Dowlers back 'no-win, no-fee' legal system
The family of Milly Dowler says planned changes to "no win, no fee" cases would have stopped them seeking compensation from News International.
A letter from the Dowlers urges David Cameron not to take "rights away from ordinary people so that large companies could print whatever they like".
The government says its plans are intended to prevent "spurious cases".
It is understood the Dowlers are to receive a £2m settlement over the hacking of the murdered girl's phone.
The deal is thought likely to also involve a personal donation of £1m to charity by company boss Rupert Murdoch.
A government spokesman said: "We are absolutely committed to ensuring that people can access the justice system, regardless of their financial situation, which is why we are committed to maintaining 'no-win, no-fee' arrangements."
But in the letter to the prime minister, the Dowler family said they were "lucky" they were able to claim under the current system, and without the insurance that the conditional fee agreement provided, they "would not have been able to start a case or even threaten it".
In March, Justice Secretary Ken Clarke announced plans to change "no win, no fee" cases in England and Wales.
He said lawyers would no longer be able to claim "success fees" from the losing side, and should instead receive a share of the damages.
The Dowlers said they understood the new law would "affect thousands of people who want to sue News International and other newspapers" and urged Mr Cameron not to change it.
"We had understood that you were on the side of the people, not the press. Please do not change the law so that the ability to sue the papers is lost.
"Although we may have received a sum that meant the cost of the insurance would have been affordable, most cases finish with settlements that do not cover the cost of insurance and so people will not bother," the letter said.
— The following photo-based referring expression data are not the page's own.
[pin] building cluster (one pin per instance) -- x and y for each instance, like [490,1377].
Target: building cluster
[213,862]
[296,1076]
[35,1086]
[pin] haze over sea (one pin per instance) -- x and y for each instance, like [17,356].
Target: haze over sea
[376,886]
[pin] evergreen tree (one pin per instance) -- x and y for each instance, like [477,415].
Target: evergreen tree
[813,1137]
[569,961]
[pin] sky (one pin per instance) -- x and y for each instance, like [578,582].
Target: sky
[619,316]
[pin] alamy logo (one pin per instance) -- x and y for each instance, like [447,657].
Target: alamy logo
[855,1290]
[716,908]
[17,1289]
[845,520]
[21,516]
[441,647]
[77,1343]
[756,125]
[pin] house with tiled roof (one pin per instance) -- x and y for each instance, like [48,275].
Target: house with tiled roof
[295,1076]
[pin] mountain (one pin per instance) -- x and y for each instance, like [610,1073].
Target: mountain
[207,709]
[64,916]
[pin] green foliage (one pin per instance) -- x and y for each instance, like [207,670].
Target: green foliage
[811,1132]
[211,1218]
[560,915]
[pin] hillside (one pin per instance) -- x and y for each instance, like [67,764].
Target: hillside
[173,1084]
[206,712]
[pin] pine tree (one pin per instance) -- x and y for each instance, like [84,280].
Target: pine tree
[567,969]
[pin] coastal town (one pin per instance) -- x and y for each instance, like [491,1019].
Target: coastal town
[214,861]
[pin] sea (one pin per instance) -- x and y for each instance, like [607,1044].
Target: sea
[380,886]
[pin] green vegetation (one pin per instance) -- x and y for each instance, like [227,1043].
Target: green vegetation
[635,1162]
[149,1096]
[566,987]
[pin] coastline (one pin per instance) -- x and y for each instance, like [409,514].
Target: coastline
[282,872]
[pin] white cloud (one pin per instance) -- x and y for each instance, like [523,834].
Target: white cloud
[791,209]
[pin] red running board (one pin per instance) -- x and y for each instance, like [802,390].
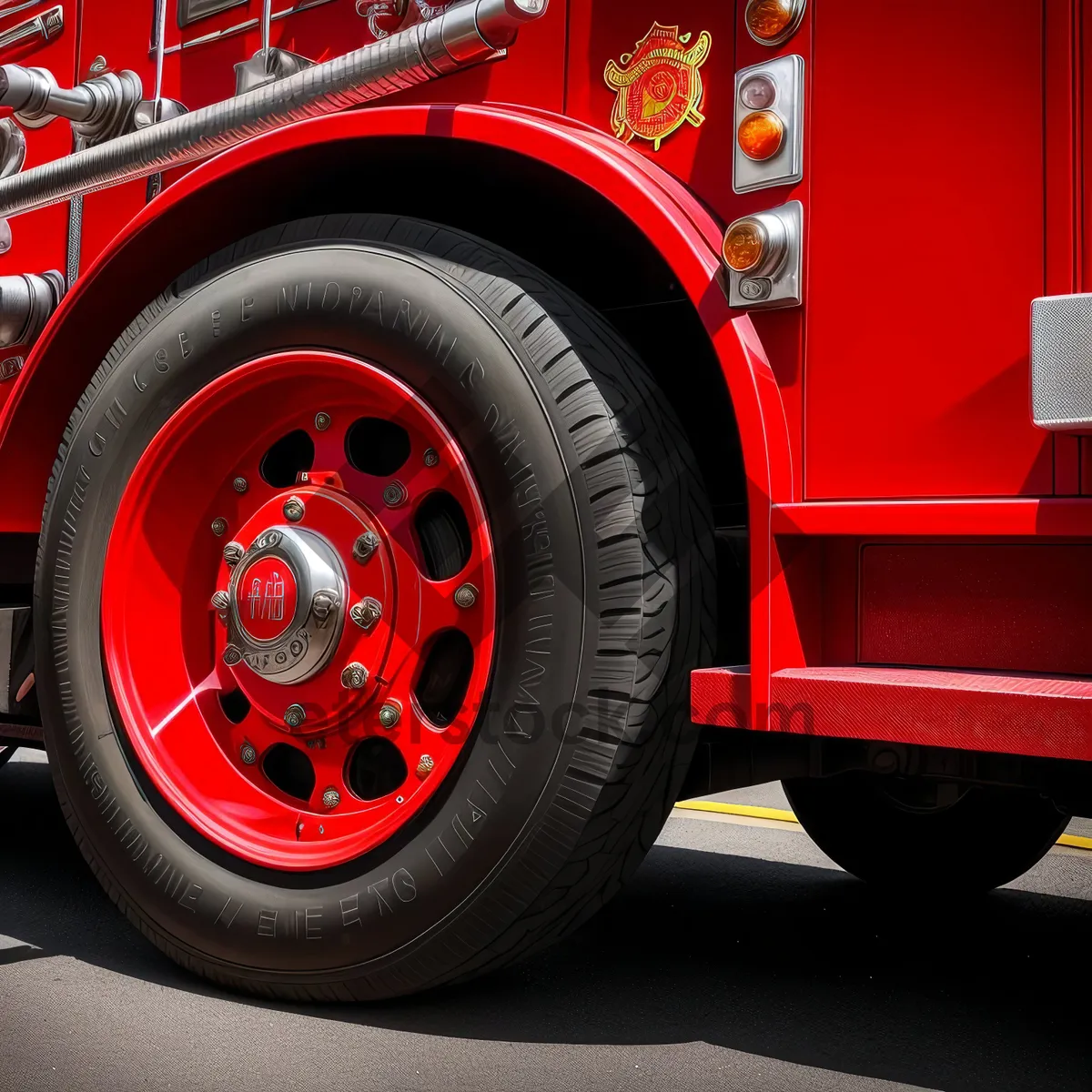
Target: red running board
[1016,714]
It went on: "We are sure that you do not want to go down in history as the prime minister who took rights away from ordinary people so that large companies could print whatever they like and break the law without being able to challenge them."
The Law Society, which has warned that the proposed changes seriously undermine access to justice, welcomed the Dowler family's letter.
Des Hudson, the society's chief executive, said: "After all they have been through, we welcome - and are humbled by - the intervention of the Dowler family in this debate.
"They have succeeded in making it clear to the prime minister that it is ordinary families with terrible life challenges that will be impacted the most. They will be the losers.
"As a society we need to protect them and their access to justice."
Levi Bellfield was jailed for life earlier this year for murdering 13-year-old Milly Dowler, who went missing in 2002.
In July, it emerged the girl's phone had been hacked for the News of the World.
The revelations that a private investigator had hacked into the phone after the murdered schoolgirl went missing and deleted messages, giving the family false hope that she was still alive, brought intense pressure on News International, which responded by shutting the paper down.
A Ministry of Justice spokesman said: "There are many deserving cases brought before the courts. But we have to stop the abuse of the system by others pursing excessive, costly and unnecessary cases. Under the current arrangements, innocent defendants can face enormous costs, which can discourage them from fighting cases. This simply isn't fair.
"So, in order to ensure that the no-win, no-fee cases continue to provide fair access to justice for all, we have to make changes.
"By balancing the costs more fairly between the claimant and defendant, these changes will ensure that claimants will still be able to bring deserving claims, and receive damages where they are due. Most importantly they will make the no-win, no-fee system sustainable for the future."